Que penses-tu de ces violences ?
La violence est l’arme des faibles. Lorsqu’un pouvoir affaiblit la force du droit pour instaurer le droit de la force, il invite la violence dans l’espace où doit s’exercer la démocratie. Les gabonais survivent depuis cinquante ans sous le joug d’une famille, avec la misère en lot de consolation. Le peuple en a marre et je ne pense pas qu’il puisse supporter un mandat de plus d’autant qu’il s’est mobilisé pour exprimer dans la paix son souhait de passer à autre chose. En discutant avec une de mes militantes, elle me disait qu’elle n’a pas peur de mourir dans les manifestations parce qu’elle a peur de vivre un autre règne de Bongo. Combien de morts devons-nous enregistrer pour que ce système comprenne que le peuple n’en peut plus ? Combien de scènes d’horreurs devons-nous observer pour que le monde comprenne que le peuple gabonais est en danger à ciel ouvert?
Quelle est ta vision du Gabon ? Comment imagines-tu ton pays dans dix ou vingt ans ?
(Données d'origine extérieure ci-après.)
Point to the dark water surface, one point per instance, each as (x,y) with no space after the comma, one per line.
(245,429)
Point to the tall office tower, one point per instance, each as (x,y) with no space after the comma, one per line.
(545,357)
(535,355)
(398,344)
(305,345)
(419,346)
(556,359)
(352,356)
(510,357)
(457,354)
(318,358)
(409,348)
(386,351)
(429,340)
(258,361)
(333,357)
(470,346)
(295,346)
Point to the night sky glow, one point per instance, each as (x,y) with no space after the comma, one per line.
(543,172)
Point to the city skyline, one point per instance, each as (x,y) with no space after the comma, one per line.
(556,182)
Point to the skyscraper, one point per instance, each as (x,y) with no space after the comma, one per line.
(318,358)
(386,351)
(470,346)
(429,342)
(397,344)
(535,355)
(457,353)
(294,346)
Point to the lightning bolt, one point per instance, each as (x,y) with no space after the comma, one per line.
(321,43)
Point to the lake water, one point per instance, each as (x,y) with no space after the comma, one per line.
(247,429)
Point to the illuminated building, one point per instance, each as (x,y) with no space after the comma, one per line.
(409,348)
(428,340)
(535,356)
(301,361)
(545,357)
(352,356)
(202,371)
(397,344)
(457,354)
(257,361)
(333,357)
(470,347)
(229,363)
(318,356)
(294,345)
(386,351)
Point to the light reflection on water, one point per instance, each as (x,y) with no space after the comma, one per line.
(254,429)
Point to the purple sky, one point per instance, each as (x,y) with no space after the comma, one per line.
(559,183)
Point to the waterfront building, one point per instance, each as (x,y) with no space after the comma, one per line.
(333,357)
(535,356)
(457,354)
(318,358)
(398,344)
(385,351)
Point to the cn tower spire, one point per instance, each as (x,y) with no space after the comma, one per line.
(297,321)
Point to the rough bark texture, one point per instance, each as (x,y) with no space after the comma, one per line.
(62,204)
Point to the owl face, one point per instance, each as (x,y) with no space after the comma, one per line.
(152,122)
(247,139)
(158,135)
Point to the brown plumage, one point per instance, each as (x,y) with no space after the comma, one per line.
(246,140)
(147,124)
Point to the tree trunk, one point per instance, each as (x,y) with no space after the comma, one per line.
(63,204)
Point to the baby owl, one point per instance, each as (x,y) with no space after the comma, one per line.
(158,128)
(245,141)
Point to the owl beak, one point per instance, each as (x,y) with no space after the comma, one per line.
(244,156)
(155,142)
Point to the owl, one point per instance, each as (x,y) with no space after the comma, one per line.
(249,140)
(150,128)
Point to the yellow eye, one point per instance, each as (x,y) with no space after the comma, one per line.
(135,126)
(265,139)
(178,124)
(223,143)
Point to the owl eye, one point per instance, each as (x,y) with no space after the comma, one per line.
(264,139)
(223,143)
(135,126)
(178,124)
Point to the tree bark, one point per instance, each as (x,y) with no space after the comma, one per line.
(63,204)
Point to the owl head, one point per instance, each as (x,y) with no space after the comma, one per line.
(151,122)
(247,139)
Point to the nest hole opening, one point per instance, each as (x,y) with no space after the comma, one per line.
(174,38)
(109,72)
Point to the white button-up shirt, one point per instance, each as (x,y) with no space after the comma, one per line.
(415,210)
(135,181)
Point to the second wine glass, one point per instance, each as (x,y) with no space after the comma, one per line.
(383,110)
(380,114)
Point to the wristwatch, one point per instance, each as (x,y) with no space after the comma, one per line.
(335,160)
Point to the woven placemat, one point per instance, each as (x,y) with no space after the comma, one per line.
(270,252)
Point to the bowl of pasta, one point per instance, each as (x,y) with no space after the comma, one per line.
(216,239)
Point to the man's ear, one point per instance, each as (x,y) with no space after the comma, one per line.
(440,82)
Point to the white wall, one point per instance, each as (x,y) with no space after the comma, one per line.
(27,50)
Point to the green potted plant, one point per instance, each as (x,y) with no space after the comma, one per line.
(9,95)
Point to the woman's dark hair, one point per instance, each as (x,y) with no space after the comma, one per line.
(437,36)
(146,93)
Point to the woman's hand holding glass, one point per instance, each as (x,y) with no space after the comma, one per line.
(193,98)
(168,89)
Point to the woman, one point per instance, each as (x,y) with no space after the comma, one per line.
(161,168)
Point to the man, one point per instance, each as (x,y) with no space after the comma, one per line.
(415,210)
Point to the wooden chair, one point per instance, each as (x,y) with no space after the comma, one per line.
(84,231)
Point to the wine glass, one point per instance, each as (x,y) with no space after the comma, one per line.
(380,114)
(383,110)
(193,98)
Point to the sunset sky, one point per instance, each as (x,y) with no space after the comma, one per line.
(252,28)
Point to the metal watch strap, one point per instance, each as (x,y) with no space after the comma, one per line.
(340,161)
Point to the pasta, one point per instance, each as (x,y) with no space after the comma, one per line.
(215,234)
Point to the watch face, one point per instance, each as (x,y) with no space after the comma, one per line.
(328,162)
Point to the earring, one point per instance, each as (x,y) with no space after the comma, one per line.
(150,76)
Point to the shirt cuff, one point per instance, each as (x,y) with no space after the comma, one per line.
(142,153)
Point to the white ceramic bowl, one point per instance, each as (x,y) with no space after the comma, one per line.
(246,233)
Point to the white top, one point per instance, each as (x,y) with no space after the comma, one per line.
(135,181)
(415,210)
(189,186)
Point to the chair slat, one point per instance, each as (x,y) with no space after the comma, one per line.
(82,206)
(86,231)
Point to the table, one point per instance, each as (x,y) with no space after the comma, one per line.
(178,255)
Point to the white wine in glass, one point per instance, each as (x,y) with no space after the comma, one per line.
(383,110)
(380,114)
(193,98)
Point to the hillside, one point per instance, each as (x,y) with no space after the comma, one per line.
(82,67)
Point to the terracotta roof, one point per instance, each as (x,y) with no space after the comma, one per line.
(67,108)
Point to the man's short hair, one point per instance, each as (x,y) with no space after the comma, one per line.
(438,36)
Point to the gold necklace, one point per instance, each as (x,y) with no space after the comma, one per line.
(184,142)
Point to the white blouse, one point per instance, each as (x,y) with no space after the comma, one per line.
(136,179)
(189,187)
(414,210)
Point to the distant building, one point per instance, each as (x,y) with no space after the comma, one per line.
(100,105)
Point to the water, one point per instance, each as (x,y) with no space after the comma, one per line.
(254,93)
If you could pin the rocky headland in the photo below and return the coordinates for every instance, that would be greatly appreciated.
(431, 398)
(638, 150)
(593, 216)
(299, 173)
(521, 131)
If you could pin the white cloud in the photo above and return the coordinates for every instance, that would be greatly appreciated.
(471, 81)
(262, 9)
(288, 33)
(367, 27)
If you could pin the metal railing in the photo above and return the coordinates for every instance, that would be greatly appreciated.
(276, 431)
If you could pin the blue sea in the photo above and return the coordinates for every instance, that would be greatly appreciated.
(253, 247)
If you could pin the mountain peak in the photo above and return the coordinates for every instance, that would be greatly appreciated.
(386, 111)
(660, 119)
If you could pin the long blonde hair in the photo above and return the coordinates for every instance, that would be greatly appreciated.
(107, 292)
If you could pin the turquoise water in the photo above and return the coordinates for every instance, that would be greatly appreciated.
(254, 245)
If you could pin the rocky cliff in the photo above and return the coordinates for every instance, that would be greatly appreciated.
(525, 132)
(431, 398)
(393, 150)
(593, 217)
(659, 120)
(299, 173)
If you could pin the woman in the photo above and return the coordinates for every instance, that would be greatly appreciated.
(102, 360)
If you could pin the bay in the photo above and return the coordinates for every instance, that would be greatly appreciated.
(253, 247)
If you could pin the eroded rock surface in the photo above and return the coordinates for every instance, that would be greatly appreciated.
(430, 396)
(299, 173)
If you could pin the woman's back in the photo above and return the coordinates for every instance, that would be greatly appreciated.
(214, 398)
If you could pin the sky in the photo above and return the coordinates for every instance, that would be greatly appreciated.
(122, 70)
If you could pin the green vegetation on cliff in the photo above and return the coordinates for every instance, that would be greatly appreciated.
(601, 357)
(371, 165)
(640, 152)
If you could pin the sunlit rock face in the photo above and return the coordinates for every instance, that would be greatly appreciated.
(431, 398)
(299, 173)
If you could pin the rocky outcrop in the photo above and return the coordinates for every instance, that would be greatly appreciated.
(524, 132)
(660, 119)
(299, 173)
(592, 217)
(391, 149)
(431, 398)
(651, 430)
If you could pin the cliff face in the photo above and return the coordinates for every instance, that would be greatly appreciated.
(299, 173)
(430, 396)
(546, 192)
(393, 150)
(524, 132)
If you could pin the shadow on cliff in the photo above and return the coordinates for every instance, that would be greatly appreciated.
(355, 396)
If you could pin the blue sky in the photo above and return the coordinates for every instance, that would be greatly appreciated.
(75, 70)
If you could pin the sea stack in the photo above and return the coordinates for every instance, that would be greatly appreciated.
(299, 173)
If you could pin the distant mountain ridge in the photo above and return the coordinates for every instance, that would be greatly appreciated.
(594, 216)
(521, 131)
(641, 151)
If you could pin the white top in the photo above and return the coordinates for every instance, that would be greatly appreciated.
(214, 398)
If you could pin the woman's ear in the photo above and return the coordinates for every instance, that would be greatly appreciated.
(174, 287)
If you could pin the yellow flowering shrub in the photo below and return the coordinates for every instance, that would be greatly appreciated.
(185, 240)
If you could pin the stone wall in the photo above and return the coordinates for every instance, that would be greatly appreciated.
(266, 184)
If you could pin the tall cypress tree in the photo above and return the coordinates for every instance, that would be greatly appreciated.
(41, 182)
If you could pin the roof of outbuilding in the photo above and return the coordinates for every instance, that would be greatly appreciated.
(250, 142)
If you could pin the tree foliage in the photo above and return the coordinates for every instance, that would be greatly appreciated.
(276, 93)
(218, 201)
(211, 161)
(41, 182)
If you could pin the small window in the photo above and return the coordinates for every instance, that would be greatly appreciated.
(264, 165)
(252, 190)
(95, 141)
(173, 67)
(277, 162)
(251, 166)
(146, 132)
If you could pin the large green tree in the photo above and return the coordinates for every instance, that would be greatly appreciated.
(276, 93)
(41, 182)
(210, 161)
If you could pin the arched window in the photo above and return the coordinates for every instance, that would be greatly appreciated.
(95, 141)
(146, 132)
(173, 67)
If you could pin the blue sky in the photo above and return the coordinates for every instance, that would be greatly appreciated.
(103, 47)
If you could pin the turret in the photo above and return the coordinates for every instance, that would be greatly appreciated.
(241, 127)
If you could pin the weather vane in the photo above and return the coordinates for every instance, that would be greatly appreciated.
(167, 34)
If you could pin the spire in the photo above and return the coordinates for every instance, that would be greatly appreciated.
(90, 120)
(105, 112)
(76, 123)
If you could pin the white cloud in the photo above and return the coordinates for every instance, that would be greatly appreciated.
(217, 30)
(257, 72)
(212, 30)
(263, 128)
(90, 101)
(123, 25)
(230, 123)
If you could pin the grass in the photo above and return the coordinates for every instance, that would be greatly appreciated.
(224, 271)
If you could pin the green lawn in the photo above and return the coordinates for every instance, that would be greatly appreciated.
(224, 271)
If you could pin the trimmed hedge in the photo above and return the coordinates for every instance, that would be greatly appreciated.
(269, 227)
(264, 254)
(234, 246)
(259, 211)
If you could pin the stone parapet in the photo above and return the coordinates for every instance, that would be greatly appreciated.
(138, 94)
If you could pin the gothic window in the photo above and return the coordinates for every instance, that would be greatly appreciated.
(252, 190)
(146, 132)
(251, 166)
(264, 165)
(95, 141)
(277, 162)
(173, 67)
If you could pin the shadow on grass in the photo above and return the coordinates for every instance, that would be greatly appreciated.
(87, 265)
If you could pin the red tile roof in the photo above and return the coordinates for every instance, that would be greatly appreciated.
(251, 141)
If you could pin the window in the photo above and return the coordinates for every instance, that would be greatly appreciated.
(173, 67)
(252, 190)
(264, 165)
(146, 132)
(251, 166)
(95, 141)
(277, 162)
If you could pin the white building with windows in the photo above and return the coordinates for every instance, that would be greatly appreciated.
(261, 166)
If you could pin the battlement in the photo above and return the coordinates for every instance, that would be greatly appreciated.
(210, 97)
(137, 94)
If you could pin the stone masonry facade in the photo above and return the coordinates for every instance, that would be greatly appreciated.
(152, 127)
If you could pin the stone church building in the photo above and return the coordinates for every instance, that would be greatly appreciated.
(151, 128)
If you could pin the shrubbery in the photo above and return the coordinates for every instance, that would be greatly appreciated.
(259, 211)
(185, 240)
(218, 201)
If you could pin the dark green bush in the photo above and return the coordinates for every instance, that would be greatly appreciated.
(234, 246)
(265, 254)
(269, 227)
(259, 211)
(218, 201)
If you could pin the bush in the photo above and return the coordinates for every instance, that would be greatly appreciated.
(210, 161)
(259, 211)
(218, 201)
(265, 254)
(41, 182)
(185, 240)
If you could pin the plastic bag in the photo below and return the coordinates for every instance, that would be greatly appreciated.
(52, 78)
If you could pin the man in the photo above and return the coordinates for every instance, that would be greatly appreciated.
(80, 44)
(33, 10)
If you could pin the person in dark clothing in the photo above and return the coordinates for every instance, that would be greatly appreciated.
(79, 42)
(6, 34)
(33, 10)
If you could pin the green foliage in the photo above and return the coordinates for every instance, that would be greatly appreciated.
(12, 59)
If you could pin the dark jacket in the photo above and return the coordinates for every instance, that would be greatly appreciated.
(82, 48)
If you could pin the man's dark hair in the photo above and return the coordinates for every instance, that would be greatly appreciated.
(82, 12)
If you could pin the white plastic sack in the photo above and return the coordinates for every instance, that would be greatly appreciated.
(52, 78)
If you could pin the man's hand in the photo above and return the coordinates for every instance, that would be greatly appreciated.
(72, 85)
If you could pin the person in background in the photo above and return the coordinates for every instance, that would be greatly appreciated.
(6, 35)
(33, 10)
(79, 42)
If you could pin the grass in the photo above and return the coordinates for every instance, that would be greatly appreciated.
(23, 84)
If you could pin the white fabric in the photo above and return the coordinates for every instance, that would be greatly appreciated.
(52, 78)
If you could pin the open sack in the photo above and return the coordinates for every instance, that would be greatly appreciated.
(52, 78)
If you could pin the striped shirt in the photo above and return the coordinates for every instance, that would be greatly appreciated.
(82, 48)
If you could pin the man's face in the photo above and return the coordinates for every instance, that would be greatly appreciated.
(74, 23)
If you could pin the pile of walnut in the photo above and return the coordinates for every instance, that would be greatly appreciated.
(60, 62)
Il est vrai que dans la tourmente que traverse mon pays, le désespoir s’invite chez beaucoup et je peux le comprendre. La peur de l’avenir hante le quotidien des citoyens. Mon engagement politique m’a permis de constater l’impatience du peuple à retrouver l’espoir et la fierté sans quoi le lien de confiance nécessaire pour le redressement du pays n’est possible. Ma vision est de voir le Gabon emprunter les chemins de la réussite, devenir une terre d’emploi, un espace de promotion sociale. Répondre aux attentes de nos concitoyens des villes et villages si cruellement touchés par la démission de l’Etat. En un mot, ma vision du Gabon est un Gabon actif.
Comment voudrais-tu voir l’Afrique évoluer au fil de la génération à venir ? Quels sont selon-toi les principaux défis pour le continent africain et ses peuples ?
Les ambitions que je nourris pour mon pays, je les espère pour l’ensemble du continent et j’ai bien conscience que les situations sont bien différentes même si les aspirations sont les mêmes. Au fond, les jeunes, qu’ils soient en Afrique ou ailleurs, aspirent au mieux-être, c’est plutôt humain.
Que penses-tu sur les relations entre l’Europe et l’Afrique ?
Une relation de respect mutuel, ni pitié ni mépris. Rendez-vous compte que les multinationales pèsent en partie sur le devenir des nations africaines. Je souhaite désormais qu’en Europe on comprenne dans toutes les sphères que le gouvernement pour le peuple par le peuple n’est pas négociable pour les africains, c’est une question de dignité humaine.
Nous arrivons à la fin de l’interview. Veux-tu encore dire quelque chose?
Je veux vous remercier, chers amis, pour l’intérêt que vous accordez à notre pays en me donnant la parole. C’est un acte de solidarité auquel je suis sensible. J’espère que nous nous reverrons assez vite pour discuter de l’évolution du projet que j’ai soutenu et qui a été plébiscité par le peuple gabonais qui a souhaité vivre à l’abri du besoin et de la peur.